Sulforaphene Derivatived As A Potential Anti-Tumor Agent With Special Mechanisms

Epidemiology and tumor studies in vivo and in vitro have confirmed that isothiocyanate(ITCs),especially sulforaphane(SFA) which occurs naturally in cruciferous plants,can take effects during the "pre-initiation" and "post-initiation" phase of cancer through several distinct mechanisms.In our previous study,we’ve successfully extracted and purified a SFA analogue,called sulforaphene(SFE).In this study,we evaluated the antitumor activity in vitro and in vivo of SFE towards the esophageal squamous cell carcinoma(ESCC)and breast cancer commonly happened in Chinese populations,and investigated the molecular mechanism of SFE in these two types of cancer.Methods:in vitro experiment, we use MTT method and trypan blue staining method to evaluate the antitumor activity of SFE.Effects of SFE on the cell cycle and cell apoptosis were measured by flow cytometry.
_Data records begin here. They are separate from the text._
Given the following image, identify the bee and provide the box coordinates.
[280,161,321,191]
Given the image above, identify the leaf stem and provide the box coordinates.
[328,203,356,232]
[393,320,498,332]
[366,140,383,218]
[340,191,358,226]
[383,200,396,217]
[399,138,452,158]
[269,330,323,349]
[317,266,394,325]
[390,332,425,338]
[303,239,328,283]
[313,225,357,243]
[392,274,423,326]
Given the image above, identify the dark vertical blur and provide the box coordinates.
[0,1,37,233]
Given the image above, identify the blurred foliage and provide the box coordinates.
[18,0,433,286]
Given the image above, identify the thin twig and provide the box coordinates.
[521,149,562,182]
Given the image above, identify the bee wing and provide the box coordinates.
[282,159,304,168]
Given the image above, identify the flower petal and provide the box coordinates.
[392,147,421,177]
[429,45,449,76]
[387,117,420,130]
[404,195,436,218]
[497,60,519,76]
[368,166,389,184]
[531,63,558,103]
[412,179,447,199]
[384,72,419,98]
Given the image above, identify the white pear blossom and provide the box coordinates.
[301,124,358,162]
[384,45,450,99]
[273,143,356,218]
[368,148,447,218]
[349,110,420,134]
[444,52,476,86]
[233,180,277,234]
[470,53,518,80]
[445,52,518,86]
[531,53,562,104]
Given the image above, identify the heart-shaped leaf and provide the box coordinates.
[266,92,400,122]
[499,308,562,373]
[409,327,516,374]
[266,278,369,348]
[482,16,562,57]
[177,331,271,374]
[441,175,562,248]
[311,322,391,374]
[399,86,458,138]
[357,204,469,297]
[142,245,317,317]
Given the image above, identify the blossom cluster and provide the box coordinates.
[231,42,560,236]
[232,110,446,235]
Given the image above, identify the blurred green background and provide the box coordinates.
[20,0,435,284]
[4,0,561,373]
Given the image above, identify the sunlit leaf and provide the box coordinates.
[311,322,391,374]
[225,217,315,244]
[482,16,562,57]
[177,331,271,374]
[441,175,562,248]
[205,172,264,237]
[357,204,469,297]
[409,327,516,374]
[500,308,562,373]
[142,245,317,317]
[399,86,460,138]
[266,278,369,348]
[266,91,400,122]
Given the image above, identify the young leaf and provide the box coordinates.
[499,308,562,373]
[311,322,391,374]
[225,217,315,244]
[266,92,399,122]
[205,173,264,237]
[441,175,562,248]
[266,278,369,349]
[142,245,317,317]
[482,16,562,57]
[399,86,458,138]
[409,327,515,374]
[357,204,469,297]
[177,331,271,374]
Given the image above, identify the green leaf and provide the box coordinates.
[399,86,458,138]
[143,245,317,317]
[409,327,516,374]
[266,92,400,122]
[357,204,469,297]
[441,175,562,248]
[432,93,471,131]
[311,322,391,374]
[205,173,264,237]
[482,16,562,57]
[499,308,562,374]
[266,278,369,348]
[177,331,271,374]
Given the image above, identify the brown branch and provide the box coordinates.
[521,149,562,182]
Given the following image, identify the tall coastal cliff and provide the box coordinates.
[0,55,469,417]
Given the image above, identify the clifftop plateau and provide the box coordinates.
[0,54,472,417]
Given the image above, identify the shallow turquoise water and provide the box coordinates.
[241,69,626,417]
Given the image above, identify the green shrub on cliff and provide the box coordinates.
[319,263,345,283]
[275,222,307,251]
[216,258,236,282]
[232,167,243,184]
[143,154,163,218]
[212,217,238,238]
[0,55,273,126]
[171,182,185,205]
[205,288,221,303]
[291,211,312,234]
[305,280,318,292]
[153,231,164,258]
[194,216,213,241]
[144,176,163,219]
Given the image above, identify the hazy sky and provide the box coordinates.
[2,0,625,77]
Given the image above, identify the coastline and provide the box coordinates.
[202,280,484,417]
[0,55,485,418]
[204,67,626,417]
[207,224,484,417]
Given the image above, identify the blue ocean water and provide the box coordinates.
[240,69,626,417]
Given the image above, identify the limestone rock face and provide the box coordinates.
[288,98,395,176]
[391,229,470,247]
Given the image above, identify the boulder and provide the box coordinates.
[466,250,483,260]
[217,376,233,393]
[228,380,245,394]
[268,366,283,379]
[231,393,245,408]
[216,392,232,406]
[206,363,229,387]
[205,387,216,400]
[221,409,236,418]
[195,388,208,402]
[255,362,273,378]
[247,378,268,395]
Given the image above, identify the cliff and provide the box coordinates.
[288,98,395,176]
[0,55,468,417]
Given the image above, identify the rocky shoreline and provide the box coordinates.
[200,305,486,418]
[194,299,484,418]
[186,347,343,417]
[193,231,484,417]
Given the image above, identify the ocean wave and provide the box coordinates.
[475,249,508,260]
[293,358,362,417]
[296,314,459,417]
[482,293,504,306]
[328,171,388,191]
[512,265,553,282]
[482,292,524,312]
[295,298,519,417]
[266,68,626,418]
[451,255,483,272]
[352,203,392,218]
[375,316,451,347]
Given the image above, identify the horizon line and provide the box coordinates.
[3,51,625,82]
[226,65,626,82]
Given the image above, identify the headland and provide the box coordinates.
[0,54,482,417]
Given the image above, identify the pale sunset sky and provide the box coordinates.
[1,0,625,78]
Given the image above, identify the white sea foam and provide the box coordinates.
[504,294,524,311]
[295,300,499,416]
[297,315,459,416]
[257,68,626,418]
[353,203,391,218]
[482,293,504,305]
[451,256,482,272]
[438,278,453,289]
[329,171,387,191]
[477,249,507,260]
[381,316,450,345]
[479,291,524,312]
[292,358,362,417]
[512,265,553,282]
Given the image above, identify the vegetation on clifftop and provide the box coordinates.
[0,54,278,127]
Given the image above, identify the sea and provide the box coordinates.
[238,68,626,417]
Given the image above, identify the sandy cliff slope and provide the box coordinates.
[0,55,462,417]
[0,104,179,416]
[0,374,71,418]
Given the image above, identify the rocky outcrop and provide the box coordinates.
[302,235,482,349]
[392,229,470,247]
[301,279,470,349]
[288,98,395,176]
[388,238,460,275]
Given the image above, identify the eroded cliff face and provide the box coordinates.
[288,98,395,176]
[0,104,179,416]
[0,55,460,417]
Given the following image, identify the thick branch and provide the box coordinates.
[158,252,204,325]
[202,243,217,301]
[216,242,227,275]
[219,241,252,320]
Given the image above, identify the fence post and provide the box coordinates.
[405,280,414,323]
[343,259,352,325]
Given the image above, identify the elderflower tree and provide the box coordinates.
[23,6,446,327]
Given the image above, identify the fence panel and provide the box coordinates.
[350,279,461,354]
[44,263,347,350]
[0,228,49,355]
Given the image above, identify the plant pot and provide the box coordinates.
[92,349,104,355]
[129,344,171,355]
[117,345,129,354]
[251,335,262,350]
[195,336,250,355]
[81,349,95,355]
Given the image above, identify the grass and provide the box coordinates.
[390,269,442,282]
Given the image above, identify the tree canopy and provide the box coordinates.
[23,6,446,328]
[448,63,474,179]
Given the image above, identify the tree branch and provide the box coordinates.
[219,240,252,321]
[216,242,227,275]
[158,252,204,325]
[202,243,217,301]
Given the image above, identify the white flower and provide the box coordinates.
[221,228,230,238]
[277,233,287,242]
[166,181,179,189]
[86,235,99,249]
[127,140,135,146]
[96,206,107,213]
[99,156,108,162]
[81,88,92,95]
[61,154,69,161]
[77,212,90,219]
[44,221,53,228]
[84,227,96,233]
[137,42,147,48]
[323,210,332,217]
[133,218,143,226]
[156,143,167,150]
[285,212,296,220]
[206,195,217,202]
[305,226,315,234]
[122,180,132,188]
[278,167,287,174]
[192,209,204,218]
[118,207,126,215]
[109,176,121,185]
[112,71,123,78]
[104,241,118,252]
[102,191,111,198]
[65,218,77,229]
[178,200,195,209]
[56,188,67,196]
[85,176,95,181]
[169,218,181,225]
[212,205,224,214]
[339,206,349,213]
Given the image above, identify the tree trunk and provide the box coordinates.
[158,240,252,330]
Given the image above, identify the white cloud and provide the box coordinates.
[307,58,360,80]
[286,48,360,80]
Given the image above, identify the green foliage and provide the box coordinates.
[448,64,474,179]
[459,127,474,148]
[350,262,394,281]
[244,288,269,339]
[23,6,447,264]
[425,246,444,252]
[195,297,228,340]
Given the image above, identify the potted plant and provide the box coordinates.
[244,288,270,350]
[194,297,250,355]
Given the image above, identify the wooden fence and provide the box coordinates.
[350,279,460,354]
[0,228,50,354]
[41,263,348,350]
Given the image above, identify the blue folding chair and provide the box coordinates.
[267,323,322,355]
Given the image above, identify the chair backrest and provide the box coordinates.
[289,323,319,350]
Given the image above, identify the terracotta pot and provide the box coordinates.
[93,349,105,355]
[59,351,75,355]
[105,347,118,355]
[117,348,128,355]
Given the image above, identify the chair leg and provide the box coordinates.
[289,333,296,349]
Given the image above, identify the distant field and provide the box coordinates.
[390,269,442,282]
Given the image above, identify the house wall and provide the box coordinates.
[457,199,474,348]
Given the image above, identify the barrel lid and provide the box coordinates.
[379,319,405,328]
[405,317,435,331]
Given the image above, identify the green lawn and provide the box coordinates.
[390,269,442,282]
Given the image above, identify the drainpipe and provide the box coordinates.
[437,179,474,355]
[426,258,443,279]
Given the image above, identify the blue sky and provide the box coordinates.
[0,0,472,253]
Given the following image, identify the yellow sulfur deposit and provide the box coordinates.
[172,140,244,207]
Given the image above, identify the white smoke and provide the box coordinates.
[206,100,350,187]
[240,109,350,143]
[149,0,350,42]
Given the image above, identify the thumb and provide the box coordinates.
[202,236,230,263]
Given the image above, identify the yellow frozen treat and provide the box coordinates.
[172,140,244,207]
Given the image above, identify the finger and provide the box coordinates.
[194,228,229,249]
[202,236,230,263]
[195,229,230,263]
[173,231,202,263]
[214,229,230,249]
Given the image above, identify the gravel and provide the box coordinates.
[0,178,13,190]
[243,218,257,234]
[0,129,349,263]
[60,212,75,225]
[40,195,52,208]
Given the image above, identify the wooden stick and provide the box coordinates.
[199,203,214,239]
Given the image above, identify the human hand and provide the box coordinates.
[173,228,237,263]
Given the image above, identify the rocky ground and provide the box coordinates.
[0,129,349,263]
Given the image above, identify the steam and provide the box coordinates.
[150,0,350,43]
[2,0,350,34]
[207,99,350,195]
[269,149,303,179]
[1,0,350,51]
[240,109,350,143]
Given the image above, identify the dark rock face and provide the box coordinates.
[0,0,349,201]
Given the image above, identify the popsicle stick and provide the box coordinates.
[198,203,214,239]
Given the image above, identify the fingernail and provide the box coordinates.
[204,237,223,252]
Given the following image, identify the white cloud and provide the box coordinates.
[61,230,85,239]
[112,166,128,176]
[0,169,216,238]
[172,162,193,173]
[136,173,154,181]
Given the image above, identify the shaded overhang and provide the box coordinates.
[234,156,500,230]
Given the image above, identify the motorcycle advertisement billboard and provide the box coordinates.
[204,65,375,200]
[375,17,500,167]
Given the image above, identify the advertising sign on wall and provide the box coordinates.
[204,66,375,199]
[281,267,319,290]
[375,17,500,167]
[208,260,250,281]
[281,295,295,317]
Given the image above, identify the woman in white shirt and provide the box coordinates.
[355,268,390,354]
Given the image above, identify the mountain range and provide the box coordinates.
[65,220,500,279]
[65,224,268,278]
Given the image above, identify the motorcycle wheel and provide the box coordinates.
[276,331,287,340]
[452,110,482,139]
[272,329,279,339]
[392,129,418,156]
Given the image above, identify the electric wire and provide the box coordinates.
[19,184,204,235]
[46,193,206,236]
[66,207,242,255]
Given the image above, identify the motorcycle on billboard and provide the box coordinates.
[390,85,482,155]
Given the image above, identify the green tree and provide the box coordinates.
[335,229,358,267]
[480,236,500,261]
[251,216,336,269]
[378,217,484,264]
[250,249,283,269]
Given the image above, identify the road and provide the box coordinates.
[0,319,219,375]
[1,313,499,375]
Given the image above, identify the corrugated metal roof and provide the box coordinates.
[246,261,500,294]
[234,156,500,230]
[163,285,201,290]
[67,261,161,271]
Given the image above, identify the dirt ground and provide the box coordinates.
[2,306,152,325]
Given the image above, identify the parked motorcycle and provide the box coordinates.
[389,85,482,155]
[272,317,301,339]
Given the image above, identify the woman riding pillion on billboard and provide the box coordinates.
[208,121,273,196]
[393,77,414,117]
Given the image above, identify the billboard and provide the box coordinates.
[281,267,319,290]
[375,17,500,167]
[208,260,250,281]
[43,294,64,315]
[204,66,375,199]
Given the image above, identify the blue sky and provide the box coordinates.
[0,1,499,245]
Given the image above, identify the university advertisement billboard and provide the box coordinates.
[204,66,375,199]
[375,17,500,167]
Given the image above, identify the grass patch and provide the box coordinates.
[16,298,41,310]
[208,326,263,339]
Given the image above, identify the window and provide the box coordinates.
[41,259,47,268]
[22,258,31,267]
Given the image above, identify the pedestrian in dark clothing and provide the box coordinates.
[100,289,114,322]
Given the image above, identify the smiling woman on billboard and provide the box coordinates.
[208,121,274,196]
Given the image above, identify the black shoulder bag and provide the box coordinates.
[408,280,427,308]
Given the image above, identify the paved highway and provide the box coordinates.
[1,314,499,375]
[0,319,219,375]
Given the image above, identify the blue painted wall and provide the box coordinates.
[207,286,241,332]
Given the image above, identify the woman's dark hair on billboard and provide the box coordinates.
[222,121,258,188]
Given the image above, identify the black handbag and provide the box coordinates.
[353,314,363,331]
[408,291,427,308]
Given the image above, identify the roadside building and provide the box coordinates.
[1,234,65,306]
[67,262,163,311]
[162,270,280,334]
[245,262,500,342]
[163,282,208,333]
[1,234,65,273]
We use Western Blot to analyse the expression and phosphorylation level of biomarkers related to the DNA damage and cell cycle transition.Gene expression profiles of tumor cells before and after the SFE treatment were studied using gene chip technology.Gene overexpression plasmid were transiently transfected into tumor cells to observe the function of gene towards tumor growth.Xenograft models shows the anti-breast cancer activity and toxicity in vivo.Results.SFE can effectively inhibit the ESCC and breast cancer cells growth as none of 48hr IC50 were more than 25μM. Flow cytometry shows that SFE can both induce cell cycle arrest and apotosis in ESCC cells, which may be related to DNA damage caused by SFE,especially double strand break(DSB).At the same time, accumulation of intracellular reactive oxygen species (ROS) partly contribute to the anticancer effect of SFE to ESCC cells.Gene expression profile analysis found that EGR1 gene expression were upregulated 18 times after the treatment of 15μM SFE for 48hr,and the upregulated expression of EGR1 gene can inhibit the growth of breast cancer cells.Survival curve analysis showed that breast cancer patients with high expression of EGR1 have a relatively longer survival(HR=0.76,p=3.5e×10-6).EGR1 protein could be an important target protein by SFE to inhibit breast cancer cells. These results suggest that the natural product SFE is a promising monomer compounds for fighting ESCC and breast cancer.